"Without increasing the blend of ethanol to E15, it will be impossible to achieve the targets set in the Renewable Fuel Standard and there will be no market for cellulosic ethanol," said Jeff Broin, POET chief executive officer. "POET is spending tens of millions of dollars to commercialize the production of ethanol from harvest leftovers but needs E15 to be certain there will be a market for the product."The clever (but erroneous) framing is that not meeting the ethanol RFS would be the end of the world.
Update: I learn a few things from a comment exchange with Geoff Styles.
R: I recently read Turning Oil Into Salt (which has a lot to like and a lot to dislike - I wrote a rambling review for anyone interested), which would have you believe that the incremental cost of making a car flex-fuel is minimal (in the low hundreds of dollars range above a normal car).
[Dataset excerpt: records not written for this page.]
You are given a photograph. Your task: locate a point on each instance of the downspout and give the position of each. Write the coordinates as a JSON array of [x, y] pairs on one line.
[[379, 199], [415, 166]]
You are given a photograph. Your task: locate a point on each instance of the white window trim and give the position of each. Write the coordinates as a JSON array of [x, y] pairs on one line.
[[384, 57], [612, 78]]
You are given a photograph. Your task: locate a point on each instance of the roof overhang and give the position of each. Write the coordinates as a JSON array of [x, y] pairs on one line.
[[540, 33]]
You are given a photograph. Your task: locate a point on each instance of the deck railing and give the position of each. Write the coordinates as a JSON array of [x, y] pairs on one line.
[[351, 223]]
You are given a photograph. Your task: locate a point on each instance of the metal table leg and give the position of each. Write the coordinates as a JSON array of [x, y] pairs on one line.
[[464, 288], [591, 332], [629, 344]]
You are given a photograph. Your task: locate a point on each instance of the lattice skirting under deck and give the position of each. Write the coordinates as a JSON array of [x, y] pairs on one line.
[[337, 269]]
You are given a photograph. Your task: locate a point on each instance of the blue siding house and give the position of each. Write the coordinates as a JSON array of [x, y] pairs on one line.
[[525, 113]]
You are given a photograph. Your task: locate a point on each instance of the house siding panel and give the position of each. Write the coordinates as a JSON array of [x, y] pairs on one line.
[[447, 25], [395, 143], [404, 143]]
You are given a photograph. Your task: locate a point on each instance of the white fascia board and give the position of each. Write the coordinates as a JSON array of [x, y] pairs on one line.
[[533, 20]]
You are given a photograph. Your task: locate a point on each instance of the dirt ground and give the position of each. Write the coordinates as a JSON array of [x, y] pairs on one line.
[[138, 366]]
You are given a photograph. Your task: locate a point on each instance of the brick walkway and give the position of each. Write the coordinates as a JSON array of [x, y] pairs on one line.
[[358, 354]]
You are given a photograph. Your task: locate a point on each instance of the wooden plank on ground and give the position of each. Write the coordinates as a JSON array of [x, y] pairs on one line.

If this is true (and I would be interested to hear informed views on whether it is), it would be worth at least looking at the cost/benefit of mandating or incentivizing flex-fuel vehicles, particularly if the alternative to satisfy the ethanol lobby is an E15 ruling that doesn't make economic and/or environmental sense.
Geoff: The Big 3 have already committed to making half their new cars flex-fuel, and with GM and Chrysler beholden to the govt. a 100% target won't be far behind. But even if 100% of all new cars were FFVs starting this year, there would still be many millions of cars vulnerable to damage from higher ethanol blends for many years to come. The problem isn't the FFVs, of which there are already enough to boost E85 sales dramatically. It's making the entire E85 proposition, with its high costs for service station owners and consumers alike more attractive. Does 75% of the energy of gasoline for 86% of its cost sound like a good deal to you?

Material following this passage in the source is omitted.